Per the second agency executive: “The way I’m looking at it is in 2024 Amazon is going to be a big, big factor in what Netflix is going to do. Just with the scale of Amazon and they’re similar-ish in their offering in terms of pricing and being the new player in the marketplace.”

What we’ve heard

“A lot of my brands use a proprietary pixel for tracking. Netflix won’t accept that right now. We won’t spend money until they accept it. And there’s so many other areas to spend dollars that it’s not like you can’t get by without having Netflix.”

Agency executive

Numbers to know

8.76 million: Number of subscribers that Netflix added in the third quarter of 2023.

-24%: Estimated percentage decline in available TV and CTV ad inventory between 2023 and 2027.

$22 billion: Estimated valuation of ESPN, which Disney is considering opening up to outside investment.

35%: Percentage share of people who cancel a streaming subscription only to resubscribe within a year.

15: Maximum duration, in minutes, that TikTok is testing for videos uploaded to the platform.

What we’ve covered

Why Bleacher Report’s Bennett Spector is going all-in on live video:

  • The Warner Bros. Discovery-owned publisher has been building a roster of live video creators.
  • Bleacher Report also build an in-house streaming tech stack.

Listen to the latest Digiday Podcast episode here.

Marketers sound off on year one of Netflix’s plan for ad dollars:

  • Ad buyers are hopeful that Netflix will expand its ad-supported tier.
  • Netflix execs have told them the streamer is in talks to strike carriage deals for its ad-supported tier to be made available through traditional pay-TV providers.

Read more about Netflix here.

FaZe Clan to be acquired by GameSquare:

  • The esports organization’s expected sales price is expected to value FaZe Clan at roughly $16 million, down from $400 million in May.
  • FaZe Clan’s owner-to-be is the esports company backed by Dallas Cowboys owner Jerry Jones.

Read more about FaZe Clan here.

A pre-TwitchCon Q&A with Twitch CMO Rachel Delphin:

  • The Amazon-owned livestreaming platform has had a rocky year on the business and creator relations fronts.
  • This year’s TwitchCon marked the second in the U.S. since the pandemic.

Read more about Twitch here.

What we’re reading

Paramount Global’s potential deal:

Paramount Global’s board chair Shari Redstone may look to merge or sell the company spawned by the merger of CBS and Viacom, with Alphabet, Amazon and Apple among the media company’s desired suitors, according to CNBC.

Meta’s Reeling ad pitch:

Advertisers’ interest in Meta’s short-form vertical video ad format has cooled, as has the platform’s efforts to pitch them on Reels ads, according to The Information.

Creators’ Reel cash cow:

Meta’s TikTok clone may not be winning over advertisers, but Meta-owned Facebook is luring TikTok creators to the platform’s money-making opportunities, from its advertising revenue-sharing program to its creator payment programs, according to Insider.

Amazon vs.

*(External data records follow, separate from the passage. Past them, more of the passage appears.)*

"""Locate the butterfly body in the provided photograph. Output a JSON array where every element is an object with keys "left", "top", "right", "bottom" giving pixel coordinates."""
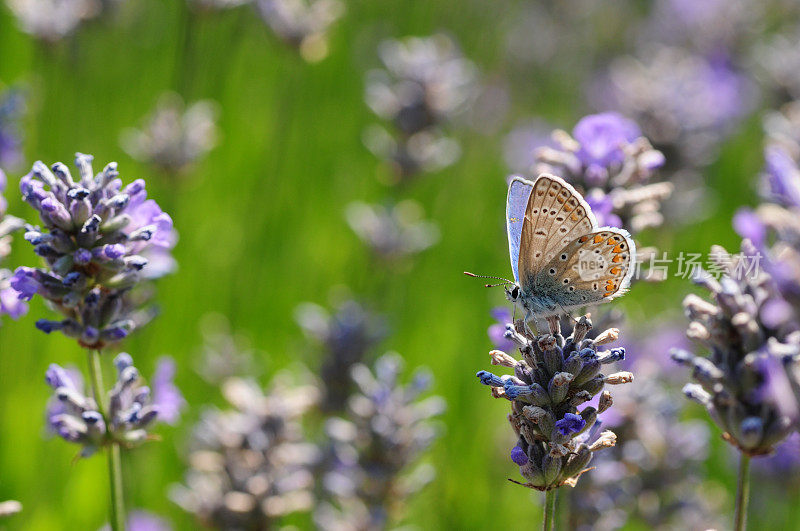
[{"left": 504, "top": 174, "right": 635, "bottom": 321}]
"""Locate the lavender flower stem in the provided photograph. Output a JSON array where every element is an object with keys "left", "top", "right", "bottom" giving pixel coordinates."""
[
  {"left": 734, "top": 454, "right": 751, "bottom": 531},
  {"left": 543, "top": 489, "right": 557, "bottom": 531},
  {"left": 107, "top": 442, "right": 126, "bottom": 531},
  {"left": 86, "top": 350, "right": 126, "bottom": 531}
]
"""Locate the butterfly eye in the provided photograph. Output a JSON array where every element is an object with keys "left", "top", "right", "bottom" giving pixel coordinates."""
[{"left": 511, "top": 286, "right": 520, "bottom": 299}]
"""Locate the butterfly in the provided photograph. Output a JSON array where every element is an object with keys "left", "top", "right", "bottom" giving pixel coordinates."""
[{"left": 468, "top": 173, "right": 636, "bottom": 324}]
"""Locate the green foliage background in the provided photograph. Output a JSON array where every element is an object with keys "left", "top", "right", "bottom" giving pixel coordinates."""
[{"left": 0, "top": 1, "right": 799, "bottom": 529}]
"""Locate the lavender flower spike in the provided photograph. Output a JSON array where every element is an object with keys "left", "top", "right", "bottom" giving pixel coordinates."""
[
  {"left": 673, "top": 243, "right": 796, "bottom": 455},
  {"left": 121, "top": 93, "right": 219, "bottom": 175},
  {"left": 317, "top": 353, "right": 445, "bottom": 530},
  {"left": 45, "top": 353, "right": 180, "bottom": 456},
  {"left": 172, "top": 374, "right": 319, "bottom": 529},
  {"left": 477, "top": 315, "right": 632, "bottom": 491},
  {"left": 13, "top": 155, "right": 176, "bottom": 348},
  {"left": 533, "top": 113, "right": 670, "bottom": 235}
]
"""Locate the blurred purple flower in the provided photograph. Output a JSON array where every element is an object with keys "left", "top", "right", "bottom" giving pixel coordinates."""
[
  {"left": 573, "top": 112, "right": 640, "bottom": 170},
  {"left": 756, "top": 350, "right": 799, "bottom": 424},
  {"left": 592, "top": 47, "right": 755, "bottom": 167},
  {"left": 487, "top": 307, "right": 515, "bottom": 352},
  {"left": 0, "top": 286, "right": 27, "bottom": 319},
  {"left": 503, "top": 120, "right": 555, "bottom": 174},
  {"left": 128, "top": 510, "right": 172, "bottom": 531},
  {"left": 0, "top": 88, "right": 24, "bottom": 170},
  {"left": 762, "top": 146, "right": 800, "bottom": 209},
  {"left": 733, "top": 208, "right": 766, "bottom": 249},
  {"left": 151, "top": 357, "right": 185, "bottom": 425},
  {"left": 585, "top": 193, "right": 622, "bottom": 228}
]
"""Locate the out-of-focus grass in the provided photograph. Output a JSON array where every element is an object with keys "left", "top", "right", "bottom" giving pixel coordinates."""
[{"left": 0, "top": 1, "right": 798, "bottom": 530}]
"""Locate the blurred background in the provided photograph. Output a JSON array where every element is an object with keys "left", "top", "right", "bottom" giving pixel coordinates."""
[{"left": 1, "top": 0, "right": 800, "bottom": 529}]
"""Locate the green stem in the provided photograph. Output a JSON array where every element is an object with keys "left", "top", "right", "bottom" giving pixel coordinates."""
[
  {"left": 107, "top": 442, "right": 126, "bottom": 531},
  {"left": 86, "top": 350, "right": 126, "bottom": 531},
  {"left": 734, "top": 453, "right": 751, "bottom": 531},
  {"left": 543, "top": 489, "right": 557, "bottom": 531}
]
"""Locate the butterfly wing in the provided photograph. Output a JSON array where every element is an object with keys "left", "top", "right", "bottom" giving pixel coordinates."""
[
  {"left": 531, "top": 227, "right": 636, "bottom": 314},
  {"left": 518, "top": 174, "right": 597, "bottom": 292},
  {"left": 507, "top": 176, "right": 535, "bottom": 283}
]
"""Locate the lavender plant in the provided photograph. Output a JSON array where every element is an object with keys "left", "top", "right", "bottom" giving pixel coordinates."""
[
  {"left": 171, "top": 375, "right": 319, "bottom": 529},
  {"left": 9, "top": 154, "right": 177, "bottom": 530},
  {"left": 364, "top": 34, "right": 477, "bottom": 181},
  {"left": 532, "top": 112, "right": 670, "bottom": 236},
  {"left": 345, "top": 200, "right": 440, "bottom": 264},
  {"left": 6, "top": 0, "right": 113, "bottom": 42},
  {"left": 672, "top": 243, "right": 797, "bottom": 530},
  {"left": 477, "top": 314, "right": 632, "bottom": 528},
  {"left": 255, "top": 0, "right": 344, "bottom": 63},
  {"left": 732, "top": 104, "right": 800, "bottom": 427},
  {"left": 591, "top": 47, "right": 755, "bottom": 169},
  {"left": 120, "top": 94, "right": 219, "bottom": 175},
  {"left": 568, "top": 326, "right": 722, "bottom": 530},
  {"left": 295, "top": 298, "right": 387, "bottom": 411},
  {"left": 11, "top": 154, "right": 175, "bottom": 346},
  {"left": 316, "top": 353, "right": 444, "bottom": 530},
  {"left": 45, "top": 354, "right": 183, "bottom": 456}
]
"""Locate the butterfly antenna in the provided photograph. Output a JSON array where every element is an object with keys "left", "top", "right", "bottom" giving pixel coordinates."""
[{"left": 463, "top": 271, "right": 513, "bottom": 288}]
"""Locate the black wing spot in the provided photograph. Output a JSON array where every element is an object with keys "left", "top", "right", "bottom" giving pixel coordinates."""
[
  {"left": 549, "top": 268, "right": 556, "bottom": 275},
  {"left": 560, "top": 253, "right": 567, "bottom": 261},
  {"left": 568, "top": 286, "right": 575, "bottom": 292},
  {"left": 562, "top": 278, "right": 569, "bottom": 284}
]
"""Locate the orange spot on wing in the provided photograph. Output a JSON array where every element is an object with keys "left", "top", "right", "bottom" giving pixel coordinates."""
[
  {"left": 610, "top": 267, "right": 621, "bottom": 275},
  {"left": 603, "top": 291, "right": 615, "bottom": 297},
  {"left": 593, "top": 235, "right": 604, "bottom": 244},
  {"left": 571, "top": 213, "right": 579, "bottom": 221},
  {"left": 607, "top": 238, "right": 617, "bottom": 245},
  {"left": 564, "top": 205, "right": 573, "bottom": 212},
  {"left": 612, "top": 255, "right": 623, "bottom": 263},
  {"left": 613, "top": 244, "right": 624, "bottom": 253},
  {"left": 579, "top": 236, "right": 589, "bottom": 243}
]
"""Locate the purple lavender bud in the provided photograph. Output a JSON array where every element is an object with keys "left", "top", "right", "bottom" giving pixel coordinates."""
[
  {"left": 510, "top": 445, "right": 529, "bottom": 466},
  {"left": 66, "top": 187, "right": 89, "bottom": 200},
  {"left": 598, "top": 348, "right": 625, "bottom": 364},
  {"left": 81, "top": 326, "right": 99, "bottom": 344},
  {"left": 80, "top": 214, "right": 101, "bottom": 234},
  {"left": 114, "top": 353, "right": 134, "bottom": 372},
  {"left": 476, "top": 370, "right": 505, "bottom": 387},
  {"left": 103, "top": 244, "right": 126, "bottom": 259},
  {"left": 504, "top": 384, "right": 534, "bottom": 399},
  {"left": 62, "top": 272, "right": 82, "bottom": 287},
  {"left": 45, "top": 364, "right": 75, "bottom": 389},
  {"left": 555, "top": 413, "right": 587, "bottom": 437},
  {"left": 125, "top": 256, "right": 149, "bottom": 271},
  {"left": 73, "top": 248, "right": 92, "bottom": 265},
  {"left": 35, "top": 319, "right": 63, "bottom": 334},
  {"left": 733, "top": 208, "right": 766, "bottom": 249},
  {"left": 101, "top": 326, "right": 129, "bottom": 342}
]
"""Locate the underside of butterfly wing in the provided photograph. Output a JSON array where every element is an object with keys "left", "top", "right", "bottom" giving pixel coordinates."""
[
  {"left": 519, "top": 228, "right": 636, "bottom": 317},
  {"left": 517, "top": 174, "right": 597, "bottom": 285}
]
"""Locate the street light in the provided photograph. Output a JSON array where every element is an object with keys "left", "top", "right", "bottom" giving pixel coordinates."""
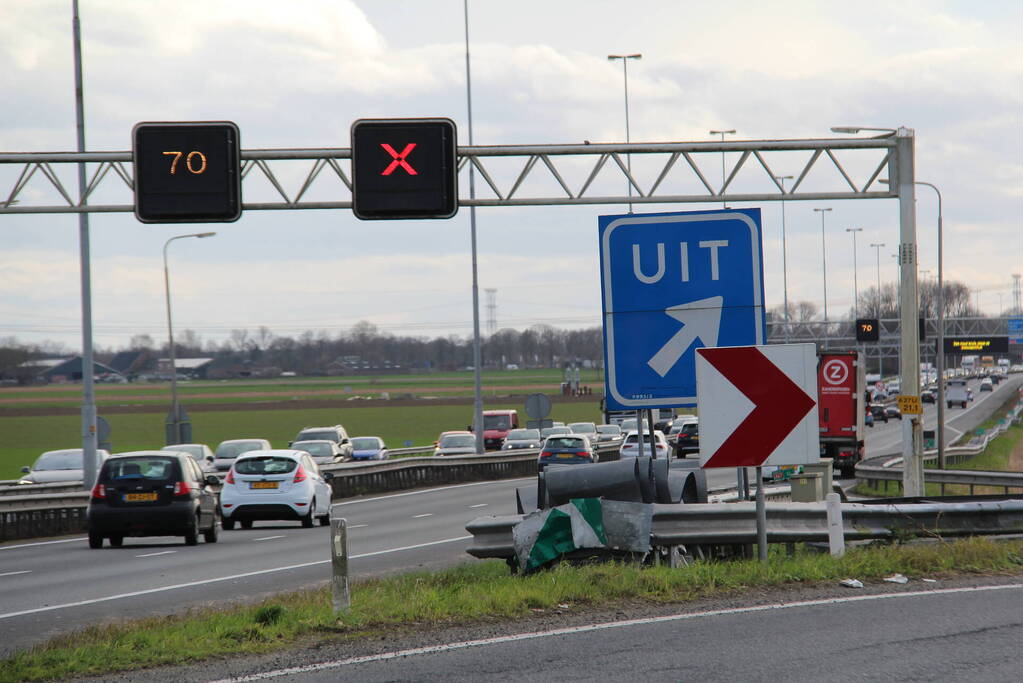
[
  {"left": 846, "top": 228, "right": 863, "bottom": 318},
  {"left": 881, "top": 176, "right": 946, "bottom": 468},
  {"left": 710, "top": 129, "right": 736, "bottom": 208},
  {"left": 164, "top": 231, "right": 215, "bottom": 444},
  {"left": 814, "top": 207, "right": 833, "bottom": 347},
  {"left": 830, "top": 126, "right": 898, "bottom": 137},
  {"left": 608, "top": 53, "right": 642, "bottom": 212},
  {"left": 871, "top": 242, "right": 886, "bottom": 376},
  {"left": 775, "top": 175, "right": 794, "bottom": 342}
]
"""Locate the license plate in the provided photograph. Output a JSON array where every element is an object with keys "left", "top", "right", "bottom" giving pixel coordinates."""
[
  {"left": 124, "top": 492, "right": 157, "bottom": 502},
  {"left": 251, "top": 481, "right": 279, "bottom": 489},
  {"left": 556, "top": 453, "right": 575, "bottom": 459}
]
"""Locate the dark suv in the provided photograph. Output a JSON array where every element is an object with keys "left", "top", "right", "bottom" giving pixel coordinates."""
[
  {"left": 673, "top": 421, "right": 700, "bottom": 456},
  {"left": 290, "top": 425, "right": 352, "bottom": 460},
  {"left": 87, "top": 451, "right": 220, "bottom": 548}
]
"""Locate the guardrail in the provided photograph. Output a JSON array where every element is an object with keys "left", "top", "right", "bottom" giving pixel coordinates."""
[
  {"left": 466, "top": 497, "right": 1023, "bottom": 562},
  {"left": 856, "top": 398, "right": 1023, "bottom": 494},
  {"left": 0, "top": 442, "right": 624, "bottom": 542}
]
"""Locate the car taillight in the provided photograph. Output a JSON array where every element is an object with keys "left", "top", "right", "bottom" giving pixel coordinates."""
[
  {"left": 540, "top": 451, "right": 553, "bottom": 458},
  {"left": 173, "top": 480, "right": 192, "bottom": 497},
  {"left": 293, "top": 465, "right": 308, "bottom": 483},
  {"left": 576, "top": 451, "right": 590, "bottom": 457},
  {"left": 225, "top": 469, "right": 235, "bottom": 485},
  {"left": 90, "top": 483, "right": 106, "bottom": 500}
]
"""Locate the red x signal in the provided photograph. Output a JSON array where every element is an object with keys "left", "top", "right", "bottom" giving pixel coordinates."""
[{"left": 380, "top": 143, "right": 418, "bottom": 176}]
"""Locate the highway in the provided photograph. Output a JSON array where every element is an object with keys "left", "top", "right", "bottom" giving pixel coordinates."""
[{"left": 0, "top": 374, "right": 1018, "bottom": 656}]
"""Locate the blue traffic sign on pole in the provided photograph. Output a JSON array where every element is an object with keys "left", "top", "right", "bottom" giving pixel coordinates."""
[
  {"left": 1009, "top": 317, "right": 1023, "bottom": 345},
  {"left": 599, "top": 208, "right": 766, "bottom": 410}
]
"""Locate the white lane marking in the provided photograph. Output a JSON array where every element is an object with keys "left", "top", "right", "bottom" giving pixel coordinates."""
[
  {"left": 469, "top": 503, "right": 488, "bottom": 508},
  {"left": 0, "top": 535, "right": 472, "bottom": 620},
  {"left": 413, "top": 513, "right": 433, "bottom": 518},
  {"left": 208, "top": 582, "right": 1023, "bottom": 682},
  {"left": 136, "top": 551, "right": 176, "bottom": 558},
  {"left": 348, "top": 524, "right": 368, "bottom": 529},
  {"left": 0, "top": 537, "right": 85, "bottom": 551},
  {"left": 253, "top": 536, "right": 285, "bottom": 542},
  {"left": 330, "top": 478, "right": 532, "bottom": 507},
  {"left": 0, "top": 571, "right": 31, "bottom": 578}
]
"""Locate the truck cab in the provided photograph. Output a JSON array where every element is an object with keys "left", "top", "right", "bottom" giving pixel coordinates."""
[
  {"left": 475, "top": 410, "right": 519, "bottom": 450},
  {"left": 946, "top": 379, "right": 969, "bottom": 409}
]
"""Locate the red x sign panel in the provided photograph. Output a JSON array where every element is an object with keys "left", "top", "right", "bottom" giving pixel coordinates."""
[
  {"left": 696, "top": 343, "right": 818, "bottom": 468},
  {"left": 351, "top": 118, "right": 458, "bottom": 220}
]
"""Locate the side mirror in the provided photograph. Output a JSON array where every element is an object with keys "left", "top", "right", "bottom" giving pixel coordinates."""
[
  {"left": 206, "top": 455, "right": 214, "bottom": 463},
  {"left": 205, "top": 475, "right": 221, "bottom": 486},
  {"left": 322, "top": 472, "right": 334, "bottom": 481},
  {"left": 287, "top": 441, "right": 293, "bottom": 447},
  {"left": 21, "top": 466, "right": 30, "bottom": 473}
]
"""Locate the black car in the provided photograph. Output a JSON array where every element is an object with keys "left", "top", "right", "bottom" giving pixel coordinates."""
[
  {"left": 673, "top": 421, "right": 700, "bottom": 456},
  {"left": 87, "top": 451, "right": 220, "bottom": 548},
  {"left": 920, "top": 389, "right": 936, "bottom": 404},
  {"left": 869, "top": 403, "right": 889, "bottom": 423}
]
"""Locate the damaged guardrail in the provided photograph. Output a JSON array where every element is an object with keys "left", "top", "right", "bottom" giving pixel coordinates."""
[{"left": 466, "top": 496, "right": 1023, "bottom": 564}]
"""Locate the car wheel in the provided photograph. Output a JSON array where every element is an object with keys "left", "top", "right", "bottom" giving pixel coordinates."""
[
  {"left": 301, "top": 501, "right": 315, "bottom": 528},
  {"left": 318, "top": 514, "right": 330, "bottom": 527},
  {"left": 240, "top": 519, "right": 253, "bottom": 530},
  {"left": 203, "top": 515, "right": 219, "bottom": 544},
  {"left": 184, "top": 515, "right": 200, "bottom": 546},
  {"left": 222, "top": 516, "right": 235, "bottom": 531},
  {"left": 108, "top": 535, "right": 124, "bottom": 548},
  {"left": 88, "top": 531, "right": 103, "bottom": 549}
]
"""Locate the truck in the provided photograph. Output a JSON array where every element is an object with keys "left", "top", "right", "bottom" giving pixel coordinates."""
[
  {"left": 946, "top": 379, "right": 969, "bottom": 409},
  {"left": 817, "top": 351, "right": 866, "bottom": 477},
  {"left": 961, "top": 355, "right": 978, "bottom": 375},
  {"left": 473, "top": 409, "right": 519, "bottom": 450}
]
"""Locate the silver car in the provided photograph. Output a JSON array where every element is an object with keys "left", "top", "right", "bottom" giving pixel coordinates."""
[
  {"left": 19, "top": 448, "right": 111, "bottom": 484},
  {"left": 161, "top": 443, "right": 215, "bottom": 472},
  {"left": 212, "top": 438, "right": 272, "bottom": 472}
]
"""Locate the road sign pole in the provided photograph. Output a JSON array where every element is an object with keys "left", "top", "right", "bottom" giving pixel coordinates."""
[{"left": 635, "top": 410, "right": 646, "bottom": 460}]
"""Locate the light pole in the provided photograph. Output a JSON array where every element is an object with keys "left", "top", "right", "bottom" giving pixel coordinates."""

TikTok:

TikTok’s foray into e-commerce is the platform’s attempt to challenge Amazon as the latter tech giant continues its effort to establish an influencer-driven commerce stream, according to The Wall Street Journal.

The war for gaming creators turns cold:

Game over for the days of Twitch and YouTube shelling out serious cash to sign exclusive livestreaming deals with top gaming creators, according to Bloomberg.